Will it ever be light again, rehearsing
dogwood ostentation my strong coffee my oranges
fallen tree litter of self-esteem
fawning all over the injurious nonchalance
a stoic echo
the only thing I can do is the frogstand
generous with localised trust
weighting myself behind notched elbows and looking ahead.
How anyone does anything is so wonderful.

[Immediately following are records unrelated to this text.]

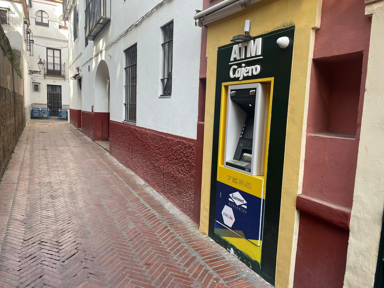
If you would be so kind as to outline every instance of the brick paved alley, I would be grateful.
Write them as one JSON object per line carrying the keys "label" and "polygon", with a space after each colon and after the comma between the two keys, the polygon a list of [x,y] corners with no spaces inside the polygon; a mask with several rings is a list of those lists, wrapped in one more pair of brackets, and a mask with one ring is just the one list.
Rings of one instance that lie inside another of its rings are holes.
{"label": "brick paved alley", "polygon": [[71,125],[27,125],[0,186],[0,287],[270,287]]}

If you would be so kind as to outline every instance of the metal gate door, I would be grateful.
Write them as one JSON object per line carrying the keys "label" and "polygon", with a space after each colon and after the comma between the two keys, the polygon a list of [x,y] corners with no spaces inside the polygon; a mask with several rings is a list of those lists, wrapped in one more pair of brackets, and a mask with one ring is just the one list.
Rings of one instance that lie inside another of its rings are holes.
{"label": "metal gate door", "polygon": [[61,86],[47,85],[47,103],[51,116],[58,116],[61,108]]}

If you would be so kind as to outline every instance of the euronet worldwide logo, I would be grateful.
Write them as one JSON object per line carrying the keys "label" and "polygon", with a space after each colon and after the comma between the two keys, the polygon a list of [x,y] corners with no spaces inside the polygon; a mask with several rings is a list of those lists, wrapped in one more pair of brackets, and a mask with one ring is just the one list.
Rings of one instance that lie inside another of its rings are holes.
{"label": "euronet worldwide logo", "polygon": [[238,191],[234,193],[229,194],[228,200],[235,204],[237,206],[247,209],[247,201]]}

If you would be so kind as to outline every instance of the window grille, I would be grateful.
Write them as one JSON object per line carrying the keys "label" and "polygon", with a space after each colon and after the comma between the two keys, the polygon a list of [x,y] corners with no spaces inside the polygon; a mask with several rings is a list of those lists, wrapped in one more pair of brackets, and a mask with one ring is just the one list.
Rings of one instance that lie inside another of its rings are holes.
{"label": "window grille", "polygon": [[7,8],[0,8],[0,23],[9,24],[9,10]]}
{"label": "window grille", "polygon": [[173,22],[161,28],[164,34],[163,48],[162,91],[161,96],[170,96],[172,92],[172,58],[173,50]]}
{"label": "window grille", "polygon": [[35,23],[40,26],[49,26],[48,20],[48,14],[42,10],[39,10],[36,12]]}
{"label": "window grille", "polygon": [[38,82],[32,82],[32,86],[34,92],[40,92],[40,83]]}
{"label": "window grille", "polygon": [[137,46],[135,44],[125,50],[125,120],[136,123],[137,95]]}

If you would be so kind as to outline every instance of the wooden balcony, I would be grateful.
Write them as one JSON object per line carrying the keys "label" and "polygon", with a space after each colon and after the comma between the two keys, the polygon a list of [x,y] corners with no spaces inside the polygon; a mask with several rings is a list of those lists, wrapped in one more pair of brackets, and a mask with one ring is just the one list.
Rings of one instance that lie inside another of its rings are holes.
{"label": "wooden balcony", "polygon": [[108,0],[89,0],[85,8],[85,38],[93,41],[111,21]]}

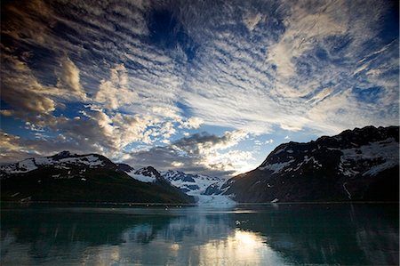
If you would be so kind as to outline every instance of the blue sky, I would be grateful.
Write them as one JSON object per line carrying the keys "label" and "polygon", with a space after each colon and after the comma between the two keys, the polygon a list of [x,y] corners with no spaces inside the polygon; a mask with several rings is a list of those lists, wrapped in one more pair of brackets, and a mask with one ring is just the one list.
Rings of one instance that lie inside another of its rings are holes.
{"label": "blue sky", "polygon": [[283,142],[399,124],[396,1],[1,9],[0,162],[68,149],[224,176]]}

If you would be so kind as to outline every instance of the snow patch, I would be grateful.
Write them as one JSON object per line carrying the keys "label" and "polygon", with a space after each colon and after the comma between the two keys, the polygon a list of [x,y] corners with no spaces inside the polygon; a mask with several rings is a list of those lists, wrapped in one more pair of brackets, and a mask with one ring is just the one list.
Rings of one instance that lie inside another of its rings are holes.
{"label": "snow patch", "polygon": [[284,167],[286,167],[292,162],[294,162],[294,160],[290,160],[288,162],[284,162],[284,163],[276,163],[276,164],[267,165],[265,166],[259,167],[259,169],[261,171],[269,170],[269,171],[272,171],[273,173],[276,173],[281,172],[282,169],[284,169]]}
{"label": "snow patch", "polygon": [[[363,175],[376,175],[379,173],[398,165],[398,142],[394,138],[382,141],[371,142],[357,148],[342,149],[339,169],[343,175],[355,176],[359,172],[348,169],[352,162],[369,161],[375,164]],[[377,161],[380,163],[377,164]]]}
{"label": "snow patch", "polygon": [[236,202],[226,195],[198,195],[196,197],[199,206],[214,208],[233,207]]}
{"label": "snow patch", "polygon": [[[129,173],[128,173],[129,174]],[[146,176],[143,174],[137,174],[137,173],[132,173],[129,174],[131,177],[136,179],[137,181],[140,181],[141,182],[145,183],[152,183],[156,181],[156,178],[155,176]]]}

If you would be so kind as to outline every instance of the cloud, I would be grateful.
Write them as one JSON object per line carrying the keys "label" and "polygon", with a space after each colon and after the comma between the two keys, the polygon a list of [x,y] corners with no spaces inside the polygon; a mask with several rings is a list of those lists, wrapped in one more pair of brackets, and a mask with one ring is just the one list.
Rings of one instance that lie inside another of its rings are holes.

Our love is a silviculture
I think of you writing poems on the ferry
proofing each line not for water but blue
somehow, a blueproof era
positively discriminating the emerald wavelength
from general rainbow.
I am such a sapling bruiser.
The only way I can do anything now
without having a meltdown is to body
double so let’s pretend
we’re working in clearing together
doing our lax returns to the clouds,
brushing our long hair into morning,
putting on eyeshadow the shade of trees.
Next week I’m giving a lecture on green:
the colour and mind, across the garden
and the teenage commotion
what craft is it green requires of us, suffused
in shade
and clumsy rhyme.
My conclusion?
Let’s make a new
garden from old wounds.
*
I’m a bad teacher.
At school I vomit forests, don’t tell anyone
how much it hurt to have twigs in our throat
and to shelter the rabbits, hemlocks, deer and azaleas
I am so hopelessly in love with mosses
prioritising their wet need to exist, kind of spermy
and endless
swallowing freshwater eternities………………….
Lying here
who would need a true root?
Between us
the honey locust is shedding a painful luxuriance…
*
In our sporous commons, theorising
the maidenhair need to be lavishly spritzed
how wishes travel on particulate matters
your birthday terra firma
a real blowout, fan-shaped
spilling our very thin stems
never to let anyone down again
in the ancient carbon algorithm
how good it feels to breathe in sync
with the katydid, indistinguishable from
this chlorophyll lease in the canopy
our resonance determined by temperature
a few more molts away from our longing
what’s left for us?
Ownership is gauche when the world is free.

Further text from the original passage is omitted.